Yeah, you read it right, out of spite.
I spent 27 years with my partner, later officially my husband. Honestly, from the beginning, I am unsure how we ever made it other than we both had parents who were of the “make it work no matter what” generation. Besides, his parents are Catholic and do not believe in divorce, so there is that.
To highlight this, his mom told me one night a little over a year ago that it was “my responsibility” to make it work. You know, forget the substance use and the domestic violence; enough to make one go ugh. So, my upcoming series will deal with the grieving process from start to finish, in a sense. I will warn from the beginning that this series of posts will be raw and taken date for date from Facebook posts and my feelings. It will also talk about my takes on grieving. I have about four months of backlog, but here we go.
That Day
So it started with this Facebook post…
So, I will post this now.
Jacob passed away last night. It was unexpected. I will post updates on memorial services when I know myself.
I am okay, and I appreciate your kind thoughts, but as with my earlier post, I need to step back and process this. DMs may take a minute to respond; be assured that I am as okay as I can be.
Oh yes, nothing like coming home after a weekend of dealing with patients and being completely tired to find what you think is a peaceful house, only to discover your husband dead in his bead, by his hand.
And while I am reflecting on this, I do remember how I was feeling in that moment. First was disbelief, until I saw him dead in the bed with a 9mm in his hand. I remember checking for responsiveness and seeing a blood pool in his mouth, the 9mm in his hand, and the overwhelming smell of death. I remember my sweet dog Leonard serving as a watch over his corpse.
Fuck…shit, call 911. I know he’s dead, but someone needs to deal with this. I remember speaking to the 911 operator, who told me to step out, not touch anything, and stay with her on the phone until an office arrived.

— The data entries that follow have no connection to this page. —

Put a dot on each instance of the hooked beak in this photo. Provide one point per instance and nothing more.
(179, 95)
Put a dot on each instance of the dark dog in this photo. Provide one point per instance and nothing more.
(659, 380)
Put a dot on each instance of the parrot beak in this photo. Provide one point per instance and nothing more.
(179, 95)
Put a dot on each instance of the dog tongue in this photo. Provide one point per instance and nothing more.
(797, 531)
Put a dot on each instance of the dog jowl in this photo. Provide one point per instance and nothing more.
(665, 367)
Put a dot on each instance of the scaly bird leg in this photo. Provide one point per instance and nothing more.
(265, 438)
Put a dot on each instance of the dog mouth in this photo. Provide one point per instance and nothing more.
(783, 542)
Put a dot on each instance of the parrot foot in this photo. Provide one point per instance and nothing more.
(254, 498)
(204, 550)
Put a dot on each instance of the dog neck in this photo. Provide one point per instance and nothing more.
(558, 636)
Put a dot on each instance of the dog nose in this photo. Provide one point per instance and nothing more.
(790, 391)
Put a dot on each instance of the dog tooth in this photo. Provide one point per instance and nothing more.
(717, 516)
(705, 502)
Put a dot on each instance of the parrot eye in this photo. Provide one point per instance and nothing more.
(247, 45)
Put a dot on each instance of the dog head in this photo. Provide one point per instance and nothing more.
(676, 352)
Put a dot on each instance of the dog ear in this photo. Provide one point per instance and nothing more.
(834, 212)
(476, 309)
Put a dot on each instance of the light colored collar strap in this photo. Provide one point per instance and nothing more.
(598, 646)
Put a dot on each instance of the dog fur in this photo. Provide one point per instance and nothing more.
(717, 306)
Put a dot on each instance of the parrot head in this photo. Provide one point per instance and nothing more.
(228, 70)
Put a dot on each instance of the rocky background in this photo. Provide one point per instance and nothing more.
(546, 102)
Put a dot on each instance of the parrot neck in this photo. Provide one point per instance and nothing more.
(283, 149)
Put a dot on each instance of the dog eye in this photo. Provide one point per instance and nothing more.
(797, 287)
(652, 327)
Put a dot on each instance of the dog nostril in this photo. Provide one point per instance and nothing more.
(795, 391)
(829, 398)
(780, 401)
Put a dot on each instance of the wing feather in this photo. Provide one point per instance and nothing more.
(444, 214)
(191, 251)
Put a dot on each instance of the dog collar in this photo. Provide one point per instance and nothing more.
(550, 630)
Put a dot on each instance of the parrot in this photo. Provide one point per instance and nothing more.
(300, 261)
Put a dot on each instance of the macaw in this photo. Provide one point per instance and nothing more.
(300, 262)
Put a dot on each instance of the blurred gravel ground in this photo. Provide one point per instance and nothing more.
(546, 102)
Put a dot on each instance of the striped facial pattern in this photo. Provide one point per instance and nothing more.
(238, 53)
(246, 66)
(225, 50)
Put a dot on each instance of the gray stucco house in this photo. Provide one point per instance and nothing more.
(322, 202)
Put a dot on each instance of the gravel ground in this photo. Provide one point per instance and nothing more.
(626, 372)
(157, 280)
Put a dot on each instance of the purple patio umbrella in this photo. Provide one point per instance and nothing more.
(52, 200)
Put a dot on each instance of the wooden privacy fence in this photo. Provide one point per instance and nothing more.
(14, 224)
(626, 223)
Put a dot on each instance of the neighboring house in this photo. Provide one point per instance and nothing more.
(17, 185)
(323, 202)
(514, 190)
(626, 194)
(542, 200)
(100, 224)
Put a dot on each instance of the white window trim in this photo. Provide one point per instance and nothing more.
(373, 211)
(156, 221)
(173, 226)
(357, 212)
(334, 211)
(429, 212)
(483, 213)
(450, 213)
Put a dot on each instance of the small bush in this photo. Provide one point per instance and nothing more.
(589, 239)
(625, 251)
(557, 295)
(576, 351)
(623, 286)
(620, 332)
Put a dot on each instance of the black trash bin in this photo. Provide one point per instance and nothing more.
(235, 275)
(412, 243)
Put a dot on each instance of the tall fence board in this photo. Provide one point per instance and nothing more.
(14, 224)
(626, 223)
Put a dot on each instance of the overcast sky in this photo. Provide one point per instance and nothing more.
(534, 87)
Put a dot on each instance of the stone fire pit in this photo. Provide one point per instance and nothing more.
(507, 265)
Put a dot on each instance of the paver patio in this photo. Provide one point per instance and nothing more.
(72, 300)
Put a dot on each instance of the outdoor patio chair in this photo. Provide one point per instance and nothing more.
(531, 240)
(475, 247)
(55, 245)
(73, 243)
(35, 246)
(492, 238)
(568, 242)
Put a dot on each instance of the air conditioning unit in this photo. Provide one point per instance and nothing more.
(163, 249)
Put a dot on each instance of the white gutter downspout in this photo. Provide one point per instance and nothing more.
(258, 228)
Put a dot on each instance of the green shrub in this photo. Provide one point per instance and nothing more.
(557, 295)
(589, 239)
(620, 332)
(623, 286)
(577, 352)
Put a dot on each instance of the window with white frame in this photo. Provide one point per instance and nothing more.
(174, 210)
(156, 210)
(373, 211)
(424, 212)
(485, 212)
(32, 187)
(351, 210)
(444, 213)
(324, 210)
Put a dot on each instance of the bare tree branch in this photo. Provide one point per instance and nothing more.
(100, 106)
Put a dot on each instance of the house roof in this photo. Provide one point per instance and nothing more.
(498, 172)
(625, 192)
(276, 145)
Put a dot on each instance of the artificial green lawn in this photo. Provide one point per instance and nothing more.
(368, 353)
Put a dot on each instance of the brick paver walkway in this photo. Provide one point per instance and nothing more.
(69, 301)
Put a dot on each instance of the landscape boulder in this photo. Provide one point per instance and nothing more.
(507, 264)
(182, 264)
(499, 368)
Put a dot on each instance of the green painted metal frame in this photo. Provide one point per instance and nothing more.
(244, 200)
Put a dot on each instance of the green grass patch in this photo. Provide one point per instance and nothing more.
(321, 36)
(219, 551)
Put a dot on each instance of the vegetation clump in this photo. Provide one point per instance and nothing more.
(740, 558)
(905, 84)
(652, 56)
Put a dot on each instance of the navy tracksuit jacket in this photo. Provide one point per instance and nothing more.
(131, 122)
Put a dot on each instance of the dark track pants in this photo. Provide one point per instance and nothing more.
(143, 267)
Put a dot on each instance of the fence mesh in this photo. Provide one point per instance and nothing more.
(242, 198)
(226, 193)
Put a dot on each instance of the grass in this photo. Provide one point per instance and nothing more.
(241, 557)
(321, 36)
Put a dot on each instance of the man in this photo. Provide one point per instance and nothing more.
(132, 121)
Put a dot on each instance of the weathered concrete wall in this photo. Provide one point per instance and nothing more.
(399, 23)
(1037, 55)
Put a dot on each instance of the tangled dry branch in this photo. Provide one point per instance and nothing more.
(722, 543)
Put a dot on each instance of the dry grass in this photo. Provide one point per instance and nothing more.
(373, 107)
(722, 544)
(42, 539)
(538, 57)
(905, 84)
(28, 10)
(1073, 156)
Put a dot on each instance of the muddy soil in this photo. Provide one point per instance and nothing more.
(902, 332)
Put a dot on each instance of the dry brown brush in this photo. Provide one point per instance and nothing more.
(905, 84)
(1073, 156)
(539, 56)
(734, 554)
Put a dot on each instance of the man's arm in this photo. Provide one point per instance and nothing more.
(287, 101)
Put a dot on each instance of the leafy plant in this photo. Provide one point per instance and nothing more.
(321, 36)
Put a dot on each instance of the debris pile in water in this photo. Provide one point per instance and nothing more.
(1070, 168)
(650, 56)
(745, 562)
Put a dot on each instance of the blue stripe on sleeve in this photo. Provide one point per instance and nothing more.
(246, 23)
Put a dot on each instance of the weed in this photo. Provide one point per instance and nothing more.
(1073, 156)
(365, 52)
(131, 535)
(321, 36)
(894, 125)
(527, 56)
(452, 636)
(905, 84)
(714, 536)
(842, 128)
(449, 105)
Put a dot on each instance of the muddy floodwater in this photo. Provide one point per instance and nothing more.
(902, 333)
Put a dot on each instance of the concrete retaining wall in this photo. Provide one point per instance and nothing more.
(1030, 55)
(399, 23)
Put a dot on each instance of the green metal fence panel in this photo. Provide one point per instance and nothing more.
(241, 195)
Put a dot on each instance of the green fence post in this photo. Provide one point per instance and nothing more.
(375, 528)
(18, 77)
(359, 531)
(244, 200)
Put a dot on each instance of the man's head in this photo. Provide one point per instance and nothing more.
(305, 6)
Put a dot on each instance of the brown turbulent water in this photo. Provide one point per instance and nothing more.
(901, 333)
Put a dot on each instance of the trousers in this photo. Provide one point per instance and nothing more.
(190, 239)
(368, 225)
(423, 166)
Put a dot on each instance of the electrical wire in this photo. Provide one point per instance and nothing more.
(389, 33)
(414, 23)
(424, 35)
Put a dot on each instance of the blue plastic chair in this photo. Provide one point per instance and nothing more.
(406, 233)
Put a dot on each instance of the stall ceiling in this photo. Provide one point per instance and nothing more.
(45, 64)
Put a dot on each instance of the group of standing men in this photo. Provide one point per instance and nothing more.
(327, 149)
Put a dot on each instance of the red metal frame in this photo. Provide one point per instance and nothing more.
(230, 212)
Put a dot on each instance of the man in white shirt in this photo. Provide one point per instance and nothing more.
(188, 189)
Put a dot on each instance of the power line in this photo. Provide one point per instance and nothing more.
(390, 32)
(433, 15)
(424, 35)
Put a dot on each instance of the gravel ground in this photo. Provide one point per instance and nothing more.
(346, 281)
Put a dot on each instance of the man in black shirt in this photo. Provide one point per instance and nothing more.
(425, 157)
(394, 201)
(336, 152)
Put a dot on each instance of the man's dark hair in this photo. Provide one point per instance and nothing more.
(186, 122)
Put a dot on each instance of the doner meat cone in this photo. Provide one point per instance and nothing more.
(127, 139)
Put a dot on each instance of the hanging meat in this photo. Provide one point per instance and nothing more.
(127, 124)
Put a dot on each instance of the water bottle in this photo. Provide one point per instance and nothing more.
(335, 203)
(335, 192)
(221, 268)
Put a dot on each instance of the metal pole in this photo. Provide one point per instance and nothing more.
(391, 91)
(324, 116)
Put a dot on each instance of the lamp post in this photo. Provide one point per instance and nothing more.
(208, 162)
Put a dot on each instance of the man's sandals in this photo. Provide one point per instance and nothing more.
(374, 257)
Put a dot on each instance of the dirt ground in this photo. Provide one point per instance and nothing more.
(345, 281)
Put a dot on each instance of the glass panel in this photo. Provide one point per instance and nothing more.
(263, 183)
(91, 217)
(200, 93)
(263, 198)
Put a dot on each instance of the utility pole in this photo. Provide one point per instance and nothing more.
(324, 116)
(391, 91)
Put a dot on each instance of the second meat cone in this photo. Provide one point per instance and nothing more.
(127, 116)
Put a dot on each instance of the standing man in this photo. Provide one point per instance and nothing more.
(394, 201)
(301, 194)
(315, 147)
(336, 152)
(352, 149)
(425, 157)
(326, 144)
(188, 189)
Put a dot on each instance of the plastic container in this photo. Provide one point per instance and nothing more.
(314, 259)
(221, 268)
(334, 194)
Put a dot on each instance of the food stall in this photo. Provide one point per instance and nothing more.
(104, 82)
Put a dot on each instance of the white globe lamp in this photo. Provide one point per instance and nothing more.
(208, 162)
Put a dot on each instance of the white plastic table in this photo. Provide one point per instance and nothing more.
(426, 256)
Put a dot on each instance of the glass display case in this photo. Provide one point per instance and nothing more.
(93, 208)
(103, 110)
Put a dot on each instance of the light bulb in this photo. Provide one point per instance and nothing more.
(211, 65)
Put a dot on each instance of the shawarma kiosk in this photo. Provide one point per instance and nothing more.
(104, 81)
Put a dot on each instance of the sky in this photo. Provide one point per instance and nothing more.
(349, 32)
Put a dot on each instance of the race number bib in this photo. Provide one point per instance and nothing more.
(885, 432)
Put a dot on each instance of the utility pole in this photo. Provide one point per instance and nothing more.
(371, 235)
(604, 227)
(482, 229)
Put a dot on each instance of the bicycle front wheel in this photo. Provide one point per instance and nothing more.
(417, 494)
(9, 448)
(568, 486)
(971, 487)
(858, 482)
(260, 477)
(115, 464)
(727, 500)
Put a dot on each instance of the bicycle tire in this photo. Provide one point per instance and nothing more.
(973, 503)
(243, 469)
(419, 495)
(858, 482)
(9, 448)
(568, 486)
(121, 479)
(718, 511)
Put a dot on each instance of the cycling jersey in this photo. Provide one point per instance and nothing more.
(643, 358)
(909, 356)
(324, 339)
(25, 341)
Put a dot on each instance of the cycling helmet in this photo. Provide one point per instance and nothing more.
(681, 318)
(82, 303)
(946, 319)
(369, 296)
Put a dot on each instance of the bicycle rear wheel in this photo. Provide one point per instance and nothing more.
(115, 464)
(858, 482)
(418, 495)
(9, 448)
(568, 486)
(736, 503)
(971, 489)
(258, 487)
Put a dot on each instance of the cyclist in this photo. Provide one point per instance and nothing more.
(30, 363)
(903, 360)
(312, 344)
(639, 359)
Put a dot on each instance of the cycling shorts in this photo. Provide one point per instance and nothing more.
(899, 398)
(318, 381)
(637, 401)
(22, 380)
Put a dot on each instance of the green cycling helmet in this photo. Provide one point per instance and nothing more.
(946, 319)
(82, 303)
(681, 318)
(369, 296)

“Jesus, lady,” I need a friend here, not just a bunch of cops. I know; I have worked before, and more cops show up at this kind of shit than at a Krispy Kreme when the hot now sign is lit. She was the first one to have my back. She put me on hold and patched a call to my best friend, Paul. She freaked him a little by introducing herself as a Salt Lake City 911 operator. Soon after, I heard the voice of a friend in the phone patch.
I do not remember the whole conversation other than to hold myself together; he would be there ASAP. Folks, he lives 35 miles from me and had to drop kiddo with inlaws. He was at my house in a little over 40 mins….that is a friend.
I have only sometimes had a favorable opinion of SLC PD. Thankfully, the officers who responded and stayed were all veterans, and 2 of the 3 were combat arms (combat jobs like infantry, armor, and field artillery). They also understand how vets and medical professionals have “gallows humor “because, trust me, nursiepoo was going at its full tilt. Paul later told me that he worried my humor “might be too much “until he talked to the three officers and realized I was with fellow vets and things would be as okay as possible.
Many folks talk about why vets take care of each other. I can sum it up in one phrase, “Trauma bonding.” Vets have all been through the same shit. Whether it is basic training, daily duty, or combat, we all have been through the shit.
And those of us who have seen “the elephant” have an even tighter bond
“Seeing the Elephant” is the term Civil War soldiers used to describe their first experience with combat. A new, in-the-round movie experience entitled Seeing the Elephant at the Civil War Museum gives visitors a glimpse at “the Elephant.” The film gives visitors a historically accurate, multi-sensory portrayal of the nature of Civil War training and combat.
https://aaslh.org/seeing-the-elephant/#:~:text=%E2%80%9CSeeing%20the%20Elephant%E2%80%9D%20is%20the,their%20first%20experience%20with%20combat.
Honestly, I am forever bonded ‘to any vet and proud as fuck that I am. The trauma bond means I can call a brother and say help, and if they can’t be there at speeds that are illegal in Utah, I will be there on the phone as soon as they can get there in person as needed.
So, nursiepoo, where does this little “rant” of yours go? And why the title?
Well, on May 22, I realized “I was it.” I had to make my headway or die in the water. I needed to rely on those with my “six” (meaning they had my back). I have a pretty big Facebook friends list that, as I joke about, have met me in person, shared body fluids, or seen me naked. They have my six, the vets on my feed, and more. So, the turmoil begins.
To answer the post’s title, I bought a 2007 Vulcan VN 2000 Motorcycle yesterday to answer your question. Jake hated that I liked to ride.
Anyhow, be the kind of person your mom and dog think you are.